Kuala Lumpur: Malaysia's Manufacturing Purchasing Managers' Index (PMI) slipped to 48.6 in April from 48.8 in March as manufacturers reduced purchases and utilized existing stocks of raw materials and finished goods amid a shortage of new orders.
According to BERNAMA News Agency, S and P Global Market Intelligence reported that demand conditions in Malaysia's manufacturing sector remained subdued in April, with both production and new order inflows continuing to moderate. The survey highlighted that firms opted to fulfill existing orders rather than pursue new growth, resulting in scaled-back employment, purchases, and stock holdings.

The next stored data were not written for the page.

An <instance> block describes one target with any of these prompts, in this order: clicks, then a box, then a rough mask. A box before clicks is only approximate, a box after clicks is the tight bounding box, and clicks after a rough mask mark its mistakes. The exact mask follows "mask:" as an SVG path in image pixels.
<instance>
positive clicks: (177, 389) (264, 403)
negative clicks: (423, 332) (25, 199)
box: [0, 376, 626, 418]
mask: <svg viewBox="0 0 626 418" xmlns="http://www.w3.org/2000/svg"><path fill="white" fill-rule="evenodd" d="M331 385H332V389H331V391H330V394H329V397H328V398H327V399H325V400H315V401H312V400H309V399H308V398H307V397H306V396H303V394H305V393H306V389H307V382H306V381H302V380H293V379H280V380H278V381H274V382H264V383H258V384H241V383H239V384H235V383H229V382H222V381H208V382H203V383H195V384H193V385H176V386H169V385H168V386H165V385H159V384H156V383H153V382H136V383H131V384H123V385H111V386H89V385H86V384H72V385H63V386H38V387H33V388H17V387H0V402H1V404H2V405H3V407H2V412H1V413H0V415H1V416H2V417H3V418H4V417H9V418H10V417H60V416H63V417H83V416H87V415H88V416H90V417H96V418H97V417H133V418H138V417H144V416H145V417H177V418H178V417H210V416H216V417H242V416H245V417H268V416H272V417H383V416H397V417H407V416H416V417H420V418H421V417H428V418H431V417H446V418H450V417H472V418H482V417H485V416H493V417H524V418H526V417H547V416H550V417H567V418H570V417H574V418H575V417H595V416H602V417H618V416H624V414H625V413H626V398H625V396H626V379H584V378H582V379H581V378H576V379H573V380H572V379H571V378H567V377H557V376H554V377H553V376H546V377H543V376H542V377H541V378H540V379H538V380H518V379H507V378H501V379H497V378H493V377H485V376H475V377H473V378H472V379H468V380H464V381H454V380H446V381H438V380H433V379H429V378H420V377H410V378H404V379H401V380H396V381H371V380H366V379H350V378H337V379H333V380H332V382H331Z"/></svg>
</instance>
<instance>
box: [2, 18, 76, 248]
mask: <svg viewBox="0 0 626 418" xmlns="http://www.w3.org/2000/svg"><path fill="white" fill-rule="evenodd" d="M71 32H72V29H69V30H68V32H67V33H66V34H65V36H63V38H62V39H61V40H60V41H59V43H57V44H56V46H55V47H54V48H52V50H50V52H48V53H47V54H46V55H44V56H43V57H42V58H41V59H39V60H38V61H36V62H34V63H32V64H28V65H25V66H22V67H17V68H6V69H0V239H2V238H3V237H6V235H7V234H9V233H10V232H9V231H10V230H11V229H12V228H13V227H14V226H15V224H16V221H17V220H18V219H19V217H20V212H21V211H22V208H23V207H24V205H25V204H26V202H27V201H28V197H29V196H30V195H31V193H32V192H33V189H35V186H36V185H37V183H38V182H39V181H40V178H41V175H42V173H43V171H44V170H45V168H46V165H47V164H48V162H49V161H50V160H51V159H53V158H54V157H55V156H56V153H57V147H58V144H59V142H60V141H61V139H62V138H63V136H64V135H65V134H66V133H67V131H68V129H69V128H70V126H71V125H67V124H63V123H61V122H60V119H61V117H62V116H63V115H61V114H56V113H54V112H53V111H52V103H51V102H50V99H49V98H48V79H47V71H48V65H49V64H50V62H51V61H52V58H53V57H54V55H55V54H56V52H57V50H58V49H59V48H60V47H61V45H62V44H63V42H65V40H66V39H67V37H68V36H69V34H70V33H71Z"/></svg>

The report noted that with customer demand remaining weak, manufacturers have reduced production for the eleventh consecutive month. The pace of contraction in April accelerated compared to March, marking the steepest decline in three months, as stocks of finished goods were diminished to meet order requirements.

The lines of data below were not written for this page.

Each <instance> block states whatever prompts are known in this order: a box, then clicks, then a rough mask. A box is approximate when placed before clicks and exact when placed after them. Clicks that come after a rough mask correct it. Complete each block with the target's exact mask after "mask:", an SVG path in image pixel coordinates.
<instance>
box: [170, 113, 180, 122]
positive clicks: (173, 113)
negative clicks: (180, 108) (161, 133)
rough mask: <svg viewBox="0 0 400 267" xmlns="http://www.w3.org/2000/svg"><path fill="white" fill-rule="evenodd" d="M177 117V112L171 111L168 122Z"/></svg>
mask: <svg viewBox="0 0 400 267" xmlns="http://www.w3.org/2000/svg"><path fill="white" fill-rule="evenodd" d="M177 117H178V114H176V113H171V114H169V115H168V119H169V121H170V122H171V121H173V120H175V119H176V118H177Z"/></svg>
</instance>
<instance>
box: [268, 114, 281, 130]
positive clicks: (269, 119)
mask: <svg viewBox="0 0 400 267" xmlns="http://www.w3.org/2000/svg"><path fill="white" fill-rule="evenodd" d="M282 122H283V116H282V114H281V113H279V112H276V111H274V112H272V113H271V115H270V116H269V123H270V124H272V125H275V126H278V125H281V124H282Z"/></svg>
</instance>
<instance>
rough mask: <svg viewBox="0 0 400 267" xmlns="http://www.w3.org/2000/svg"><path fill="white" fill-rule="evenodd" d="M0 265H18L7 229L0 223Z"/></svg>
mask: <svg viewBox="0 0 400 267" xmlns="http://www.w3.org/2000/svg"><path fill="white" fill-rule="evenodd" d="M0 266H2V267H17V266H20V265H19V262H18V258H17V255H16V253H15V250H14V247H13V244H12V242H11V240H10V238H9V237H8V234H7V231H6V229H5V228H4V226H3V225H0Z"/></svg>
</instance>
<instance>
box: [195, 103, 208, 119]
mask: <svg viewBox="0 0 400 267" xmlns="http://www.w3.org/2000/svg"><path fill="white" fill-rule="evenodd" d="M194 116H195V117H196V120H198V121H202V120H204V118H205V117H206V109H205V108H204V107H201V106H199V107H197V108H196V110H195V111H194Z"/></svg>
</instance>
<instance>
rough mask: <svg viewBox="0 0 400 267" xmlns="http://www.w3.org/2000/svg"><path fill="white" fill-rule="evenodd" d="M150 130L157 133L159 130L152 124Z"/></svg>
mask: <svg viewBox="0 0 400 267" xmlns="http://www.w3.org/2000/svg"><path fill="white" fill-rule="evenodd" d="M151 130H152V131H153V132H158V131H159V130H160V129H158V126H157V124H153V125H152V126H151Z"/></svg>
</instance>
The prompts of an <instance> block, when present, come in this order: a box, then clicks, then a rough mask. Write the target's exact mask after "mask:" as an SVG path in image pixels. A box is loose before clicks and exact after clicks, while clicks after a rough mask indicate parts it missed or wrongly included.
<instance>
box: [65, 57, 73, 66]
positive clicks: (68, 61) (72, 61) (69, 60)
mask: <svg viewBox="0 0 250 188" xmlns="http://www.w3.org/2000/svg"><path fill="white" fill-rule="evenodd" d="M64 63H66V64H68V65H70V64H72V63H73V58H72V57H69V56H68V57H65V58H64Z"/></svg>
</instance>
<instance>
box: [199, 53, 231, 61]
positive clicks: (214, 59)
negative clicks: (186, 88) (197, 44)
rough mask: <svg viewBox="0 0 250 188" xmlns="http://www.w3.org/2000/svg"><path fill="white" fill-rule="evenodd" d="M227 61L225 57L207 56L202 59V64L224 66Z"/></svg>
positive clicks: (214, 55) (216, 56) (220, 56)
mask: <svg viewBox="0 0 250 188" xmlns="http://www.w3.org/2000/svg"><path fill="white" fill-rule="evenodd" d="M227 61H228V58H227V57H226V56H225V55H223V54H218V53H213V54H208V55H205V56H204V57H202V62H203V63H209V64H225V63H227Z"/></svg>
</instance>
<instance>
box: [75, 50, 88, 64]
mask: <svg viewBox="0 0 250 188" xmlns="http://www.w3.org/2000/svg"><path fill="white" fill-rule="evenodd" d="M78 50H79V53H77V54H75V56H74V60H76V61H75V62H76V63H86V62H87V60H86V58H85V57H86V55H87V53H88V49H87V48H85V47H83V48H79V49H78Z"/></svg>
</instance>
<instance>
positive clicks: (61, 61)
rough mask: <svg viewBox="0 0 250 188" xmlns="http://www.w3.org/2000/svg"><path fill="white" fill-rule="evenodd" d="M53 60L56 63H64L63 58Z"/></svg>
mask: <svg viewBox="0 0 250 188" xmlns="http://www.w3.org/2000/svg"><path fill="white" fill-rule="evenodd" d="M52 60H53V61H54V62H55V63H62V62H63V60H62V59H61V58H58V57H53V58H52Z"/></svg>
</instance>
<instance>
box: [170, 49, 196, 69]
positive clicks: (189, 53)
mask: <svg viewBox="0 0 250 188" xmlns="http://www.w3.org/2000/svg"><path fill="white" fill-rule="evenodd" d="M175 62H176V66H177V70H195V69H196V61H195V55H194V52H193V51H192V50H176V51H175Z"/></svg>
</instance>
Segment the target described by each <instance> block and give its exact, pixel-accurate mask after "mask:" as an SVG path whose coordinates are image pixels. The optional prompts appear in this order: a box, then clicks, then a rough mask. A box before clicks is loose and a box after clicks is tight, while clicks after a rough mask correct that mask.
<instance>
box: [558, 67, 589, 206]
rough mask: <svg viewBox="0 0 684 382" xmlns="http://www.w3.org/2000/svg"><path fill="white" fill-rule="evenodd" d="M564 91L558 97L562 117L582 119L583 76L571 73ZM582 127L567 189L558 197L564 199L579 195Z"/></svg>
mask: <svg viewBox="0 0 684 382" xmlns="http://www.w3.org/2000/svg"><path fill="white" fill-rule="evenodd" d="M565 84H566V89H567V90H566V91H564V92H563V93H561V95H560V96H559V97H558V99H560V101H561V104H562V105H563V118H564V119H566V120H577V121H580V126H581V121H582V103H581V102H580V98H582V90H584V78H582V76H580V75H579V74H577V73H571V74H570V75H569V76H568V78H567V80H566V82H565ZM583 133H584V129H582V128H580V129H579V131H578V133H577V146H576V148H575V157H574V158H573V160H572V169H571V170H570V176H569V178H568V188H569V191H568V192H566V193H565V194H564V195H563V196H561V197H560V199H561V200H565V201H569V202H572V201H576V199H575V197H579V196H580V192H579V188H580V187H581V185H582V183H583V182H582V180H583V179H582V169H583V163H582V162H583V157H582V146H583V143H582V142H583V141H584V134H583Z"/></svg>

Despite these challenges, Malaysian manufacturers reported only a slight decrease in employment levels, indicating that companies maintained sufficient capacity. The level of outstanding business also saw a larger reduction compared to the previous month.
S and P Global observed that inflationary pressures eased during April, with average cost burdens rising only slightly, leading to a marginal reduction in selling prices. However, this did not boost confidence, as optimism regarding the future reached its lowest point since July 2023. Concerns lingered over the potential negative effects of a muted global economy and tariffs imposed by the United States.
The S and P Global Malaysia Manufacturing PMI is derived from responses to surveys sent to purchasing managers at around 400 manufacturers, providing insights into the sector's performance and outlook.